Ice Sharks (2016)

Rating: D-

Dir: Emile Edwin Smith
Star: Edward DeRuiter, Kaiwi Lyman-Mersereau, Jenna Parker, Clarissa Thibeaux

There is a sweet spot for this kind of film, located at the point between not taking yourself seriously enough and taking yourself too seriously. You are typically dealing with a concept containing no small amount of imaginative lunacy, requiring significant suspension of disbelief. If the film doesn’t make at least some effort to sell this, why should the audience be buying it? But on the other hand, you need to remain aware that people are generally watching for the amusement of their lizard brains. This is not the Discovery Channel, least of all back in the day when you could actually learn things not involving pawn shops and swamp people.

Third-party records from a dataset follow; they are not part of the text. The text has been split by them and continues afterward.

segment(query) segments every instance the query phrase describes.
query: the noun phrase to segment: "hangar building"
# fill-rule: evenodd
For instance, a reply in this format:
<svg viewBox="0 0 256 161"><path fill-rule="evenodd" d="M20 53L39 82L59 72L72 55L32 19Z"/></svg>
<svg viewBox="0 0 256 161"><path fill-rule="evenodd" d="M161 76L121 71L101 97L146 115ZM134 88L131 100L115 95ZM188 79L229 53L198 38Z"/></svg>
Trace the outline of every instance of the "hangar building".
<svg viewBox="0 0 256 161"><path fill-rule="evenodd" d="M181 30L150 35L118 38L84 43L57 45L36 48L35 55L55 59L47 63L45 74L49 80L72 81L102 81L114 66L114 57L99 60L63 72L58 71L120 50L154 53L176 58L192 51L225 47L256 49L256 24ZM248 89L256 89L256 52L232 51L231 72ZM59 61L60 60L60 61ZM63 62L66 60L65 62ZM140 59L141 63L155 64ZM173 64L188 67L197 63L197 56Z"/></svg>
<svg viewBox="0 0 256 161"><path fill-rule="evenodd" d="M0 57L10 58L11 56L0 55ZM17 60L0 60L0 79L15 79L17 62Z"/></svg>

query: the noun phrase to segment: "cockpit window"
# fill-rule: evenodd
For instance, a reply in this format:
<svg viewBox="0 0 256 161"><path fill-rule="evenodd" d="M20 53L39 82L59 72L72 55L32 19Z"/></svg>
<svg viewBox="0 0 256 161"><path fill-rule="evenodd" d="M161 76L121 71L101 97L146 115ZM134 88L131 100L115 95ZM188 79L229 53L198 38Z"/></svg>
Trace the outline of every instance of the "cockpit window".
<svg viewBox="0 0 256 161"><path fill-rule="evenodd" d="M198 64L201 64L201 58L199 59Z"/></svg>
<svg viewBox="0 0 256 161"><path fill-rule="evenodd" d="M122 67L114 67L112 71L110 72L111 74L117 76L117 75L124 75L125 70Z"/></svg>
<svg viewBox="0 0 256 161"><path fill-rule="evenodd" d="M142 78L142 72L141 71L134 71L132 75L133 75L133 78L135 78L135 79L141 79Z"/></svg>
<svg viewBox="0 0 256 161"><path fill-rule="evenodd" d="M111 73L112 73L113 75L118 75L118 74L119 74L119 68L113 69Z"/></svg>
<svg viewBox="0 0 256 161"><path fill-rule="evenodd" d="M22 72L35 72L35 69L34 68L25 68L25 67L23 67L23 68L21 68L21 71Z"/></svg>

While produced by The Asylum, who are responsible for Sharknado and its sequels (as well as a slew of mockbusters, which run from the sublimely bad to the surprisingly competent), you’re going to be disappointed if you’re expecting a blizzard-oriented version of the same. Instead, this is a non-camp tale, which seems closer to Tremors with a side-order of DeepStar Six. An Arctic research base finds itself under assault from a previously unknown species of shark, apparently moving south due to global warming. Its main talent is sawing through ice with its dorsal fin, like a fishy icebreaker. Oh, and eating people. That goes without saying though.

The second half takes a bit of a detour, as the sharks’ relentless carving off of pack-ice, eventually leads the base to run out of support entirely, and sink to the bottom of the sea, 90 feet below. Remarkably, the building is both heavy enough to sink, yet watertight enough to remain habitable, at least in the short term. The survivors have to figure out to how to call for help and/or escape their frigid tomb, as well as the predators circling outside. It’s played dead straight, with little or no humor at all. If they’d abandoned the entire “ice-breaking sharks” thing, and found an alternate method of driving the plot, this could have been a generic Arctic action film, operating entirely outside the parameters of Sharknado Week.

That is not necessarily a good thing, however, especially when there are enough flaws to stop it from being genuinely credible. Apparently when you’re doing scuba and have a regulator in your mouth, you can still speak without the slightest impediment. As I said: not seriously enough. When you aren’t winking at, or along with, the audience, the standards by which you must expected to be measured, shift and become more stringent. Under this tougher assessment, flaws you might be prepared to overlook in a less serious production, become harder to ignore.

Best death: seen top, the scientist who gets his lower leg bitten off, and is left to bleed out on the ice.